The Brine-Breather
poems by John Haag



Should I invoke Vespucius or Colombo,
Lucky Lief, or the mariners of Tyre,
Or some anonymous Polynesian madman
Crouched in a scooped-out log? Should I pray:
Look down, Noah, Father of Navigation,
And mend my course? But to me, what are they
Who sailed in search of balm--or to escape?
He turns his sextant on occluded stars
Who seeks the mother of wounds--or, it may be,
For sutures where the end and beginning meet.

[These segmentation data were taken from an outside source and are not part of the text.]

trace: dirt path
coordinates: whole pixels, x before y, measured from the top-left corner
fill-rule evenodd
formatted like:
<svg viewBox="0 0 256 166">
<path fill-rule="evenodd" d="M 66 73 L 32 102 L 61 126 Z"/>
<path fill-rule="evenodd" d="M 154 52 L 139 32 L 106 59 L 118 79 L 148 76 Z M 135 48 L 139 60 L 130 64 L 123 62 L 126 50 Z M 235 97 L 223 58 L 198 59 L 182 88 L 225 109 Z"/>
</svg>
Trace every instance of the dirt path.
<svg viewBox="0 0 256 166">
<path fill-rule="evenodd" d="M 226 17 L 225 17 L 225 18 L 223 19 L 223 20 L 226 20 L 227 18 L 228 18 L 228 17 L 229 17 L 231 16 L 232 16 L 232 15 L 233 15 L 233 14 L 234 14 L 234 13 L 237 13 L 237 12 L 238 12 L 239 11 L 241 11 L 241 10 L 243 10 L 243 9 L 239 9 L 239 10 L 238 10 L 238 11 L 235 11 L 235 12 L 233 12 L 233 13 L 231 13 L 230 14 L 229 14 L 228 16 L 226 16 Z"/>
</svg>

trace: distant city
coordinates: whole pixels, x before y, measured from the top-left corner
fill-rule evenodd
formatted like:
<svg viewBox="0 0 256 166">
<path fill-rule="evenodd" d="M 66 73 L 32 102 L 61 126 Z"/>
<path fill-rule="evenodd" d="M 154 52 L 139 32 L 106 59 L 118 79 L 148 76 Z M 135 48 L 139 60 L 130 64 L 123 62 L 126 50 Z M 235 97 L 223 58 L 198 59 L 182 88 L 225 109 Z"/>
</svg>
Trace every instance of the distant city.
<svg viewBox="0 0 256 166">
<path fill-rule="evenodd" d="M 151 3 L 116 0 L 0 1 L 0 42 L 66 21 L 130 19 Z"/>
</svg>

I sought that infamous rupture, that estranging
Moment, Cain's mark on a complicated ape . . .
For a man-in-half I found a man half-formed,
The sacrament of the conceiving brine
And the jellied cords that bind us to the sea.
I thought to reach the sea's center, a core,
Like the still eye of a storm, or a confluence
Of many rivers meeting mouth to mouth,
But I find as many hearts as habitants--
A center for each molecule of salt.


As the sound thickens through water, I remember
The braying of gulls in a world wide with sound
Above the cleaving surface, and I rise
Till I float where the wind and water split me once:
Though up to the lips in brine, I lived above,
In the lesser part, until I learned to pass
And live in a liquid world as well, to hear
The liturgy of a slow, tidal pulse,
Umbilical-- a rumbling in the blood
And through a brain that's nine parts ocean yet.